BTS Jin Oil Portrait Wins Prize at South Korea's Incheon International Art Exhibition
A hobbyist painter from South Korea has won recognition at the 2025 Incheon International Art Exhibition for an oil portrait of BTS member Jin - a work now on public display at Pine Country Club in Dangjin, South Chungcheong Province.
The artist, Kim Young-mi, painted Jin based on a promotional photograph, placing him in a white shirt against a loose, expressive field of wildflowers - greens and purples rendered with brushwork energetic enough to contrast with Jin's still, composed expression. The result reads less like fan art and more like a considered figurative painting, which may explain why it made it past a competitive jury in the first place.
The Incheon International Art Exhibition is one of South Korea's established fine arts competitions, open to both professional and amateur entrants. Kim's award there puts her work in a different category from the fan-made portraits that flood K-pop communities online. Visitors to the Pine CC gallery have responded accordingly - stopping longer in front of the canvas than a quick glance at a celebrity image would normally warrant.
Jin, born Kim Seok-jin, completed his mandatory South Korean military service on June 12, 2024, the first BTS member to do so after enlisting in December 2022. He's been one of the busiest people in K-pop since: carrying the Olympic torch in Paris that summer, hosting the variety series Run Jin, releasing his debut solo album Happy in November 2024 and a follow-up EP Echo in May 2025, and launching his first solo world tour - #RUNSEOKJIN_EP.TOUR - beginning June 28, 2025 in Goyang, South Korea. All seven BTS members completed their military service by June 2025.
Kim's painting doesn't require any of that context to work as a piece of art, but it doesn't hurt.

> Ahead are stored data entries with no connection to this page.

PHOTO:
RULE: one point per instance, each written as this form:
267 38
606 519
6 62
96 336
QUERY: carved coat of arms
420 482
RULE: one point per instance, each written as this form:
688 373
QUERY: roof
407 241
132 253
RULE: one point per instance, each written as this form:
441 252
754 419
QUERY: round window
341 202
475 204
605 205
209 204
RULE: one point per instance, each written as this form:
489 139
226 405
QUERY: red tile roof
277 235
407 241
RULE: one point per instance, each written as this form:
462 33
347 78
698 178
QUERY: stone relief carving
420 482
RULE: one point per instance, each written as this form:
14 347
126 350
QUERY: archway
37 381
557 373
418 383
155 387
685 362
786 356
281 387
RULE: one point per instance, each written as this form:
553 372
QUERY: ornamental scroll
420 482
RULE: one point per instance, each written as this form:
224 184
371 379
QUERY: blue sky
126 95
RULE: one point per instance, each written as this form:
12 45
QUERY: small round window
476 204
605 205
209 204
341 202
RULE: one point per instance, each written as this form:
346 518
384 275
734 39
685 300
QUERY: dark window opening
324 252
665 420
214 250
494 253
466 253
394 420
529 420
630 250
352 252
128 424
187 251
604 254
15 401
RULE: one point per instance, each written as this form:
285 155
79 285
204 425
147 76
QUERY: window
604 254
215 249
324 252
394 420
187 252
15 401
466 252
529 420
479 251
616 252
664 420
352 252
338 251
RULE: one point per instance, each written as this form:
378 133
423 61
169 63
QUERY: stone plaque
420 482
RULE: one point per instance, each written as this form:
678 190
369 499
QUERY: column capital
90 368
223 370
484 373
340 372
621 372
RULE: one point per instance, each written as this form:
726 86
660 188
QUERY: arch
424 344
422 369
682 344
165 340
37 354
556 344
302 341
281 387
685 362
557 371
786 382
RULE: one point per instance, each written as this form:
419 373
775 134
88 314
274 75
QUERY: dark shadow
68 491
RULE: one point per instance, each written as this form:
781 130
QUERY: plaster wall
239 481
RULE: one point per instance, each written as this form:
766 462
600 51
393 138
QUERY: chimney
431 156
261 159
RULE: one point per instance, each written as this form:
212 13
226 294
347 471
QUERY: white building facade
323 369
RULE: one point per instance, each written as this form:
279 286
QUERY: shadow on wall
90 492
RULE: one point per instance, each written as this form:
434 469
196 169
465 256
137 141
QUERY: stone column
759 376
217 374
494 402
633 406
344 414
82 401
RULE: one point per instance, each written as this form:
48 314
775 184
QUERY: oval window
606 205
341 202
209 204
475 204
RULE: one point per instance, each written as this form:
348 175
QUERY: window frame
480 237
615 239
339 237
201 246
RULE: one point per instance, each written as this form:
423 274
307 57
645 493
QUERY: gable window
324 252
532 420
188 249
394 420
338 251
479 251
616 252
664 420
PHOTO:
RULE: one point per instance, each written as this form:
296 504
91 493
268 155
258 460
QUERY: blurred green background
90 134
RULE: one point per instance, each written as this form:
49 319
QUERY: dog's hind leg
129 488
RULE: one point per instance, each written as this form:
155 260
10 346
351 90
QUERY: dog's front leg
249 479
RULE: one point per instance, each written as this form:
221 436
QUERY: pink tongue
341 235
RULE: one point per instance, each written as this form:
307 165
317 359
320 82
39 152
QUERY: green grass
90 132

Jin has spent years in front of cameras at a scale very few musicians ever reach, and that kind of sustained public presence tends to generate material for artists working outside the idol industry - people who engage with a familiar face on their own terms, without a release schedule or a management company behind them.
That's essentially what happened here: a hobbyist entered a painting into a national competition, won, and the work is now hanging in a gallery where people who may or may not follow K-pop are stopping to look at it.